A ideia álbum surgiu durante uma turnê enxuta do Outono no Sudeste (2018), último trabalho de inéditas do artista, mas nos dias de hoje, ele representa mais que um espetáculo portátil: agora, Micro também se tornou um espaço onde as mensagens estão mais diretas, às claras, sem maquiagem, “um diamante bruto”, como diz o próprio Mauricio no release de divulgação. Assim, os arranjos minimalistas e as interpretações limpas buscaram – e com sucesso – potencializar ainda mais a essência das canções.

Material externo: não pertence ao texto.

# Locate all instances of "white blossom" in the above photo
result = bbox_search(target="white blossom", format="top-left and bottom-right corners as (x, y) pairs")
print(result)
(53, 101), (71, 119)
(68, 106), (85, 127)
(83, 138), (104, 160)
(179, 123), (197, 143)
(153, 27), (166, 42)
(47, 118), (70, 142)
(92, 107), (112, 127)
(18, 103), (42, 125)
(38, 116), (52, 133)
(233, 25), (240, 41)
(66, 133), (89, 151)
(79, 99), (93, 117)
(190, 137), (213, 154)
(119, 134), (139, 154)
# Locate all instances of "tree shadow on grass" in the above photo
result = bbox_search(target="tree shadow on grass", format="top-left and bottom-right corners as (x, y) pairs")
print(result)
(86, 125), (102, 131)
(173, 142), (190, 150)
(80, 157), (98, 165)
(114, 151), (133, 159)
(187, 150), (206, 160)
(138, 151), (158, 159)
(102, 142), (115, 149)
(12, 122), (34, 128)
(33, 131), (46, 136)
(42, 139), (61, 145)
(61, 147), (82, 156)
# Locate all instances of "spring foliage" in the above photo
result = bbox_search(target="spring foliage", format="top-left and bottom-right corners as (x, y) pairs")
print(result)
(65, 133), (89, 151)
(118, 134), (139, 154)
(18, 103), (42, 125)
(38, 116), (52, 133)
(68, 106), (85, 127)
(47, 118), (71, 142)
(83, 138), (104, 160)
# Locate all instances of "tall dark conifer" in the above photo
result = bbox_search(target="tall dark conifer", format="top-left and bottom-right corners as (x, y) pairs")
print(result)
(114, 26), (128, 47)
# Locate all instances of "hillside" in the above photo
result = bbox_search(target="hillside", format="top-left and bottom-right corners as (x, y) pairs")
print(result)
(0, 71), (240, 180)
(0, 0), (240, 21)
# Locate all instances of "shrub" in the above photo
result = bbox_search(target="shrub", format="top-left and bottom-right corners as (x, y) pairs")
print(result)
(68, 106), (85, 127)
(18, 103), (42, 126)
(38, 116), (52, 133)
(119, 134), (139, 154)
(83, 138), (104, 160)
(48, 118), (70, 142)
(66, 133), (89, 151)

Na entrevista abaixo, Mauricio Pereira contou como a fase mais crítica da pandemia interferiu no seu ofício de artista, opinou sobre o funcionamento do ecossistema da cultura no Brasil, fez uma espécie de raio X do álbum novo e refletiu sobre o prazer de retratar, em suas músicas, as dores e as delícias da vida do cidadão comum. Confira!
Mauricio Pereira: “O último show que eu fiz foi dia 14 de março, aí fecharam tudo. Dia 16 de março chegaram 500 discos na minha casa, me ferrei. Fiquei com tudo encalhado, sem show, né. Aí eu vendi muita coisa pelo e-commerce. Então a primeira coisa que aconteceu na pandemia, eu tinha bastante show marcado e não tive mais. Principalmente tinha alguns shows com a banda do Outono… pra lançar o vinil, e tinha vários com o Tonho, que era o show menorzinho onde não dava para levar a banda. Aí em 2020 eu fiquei muito quieto.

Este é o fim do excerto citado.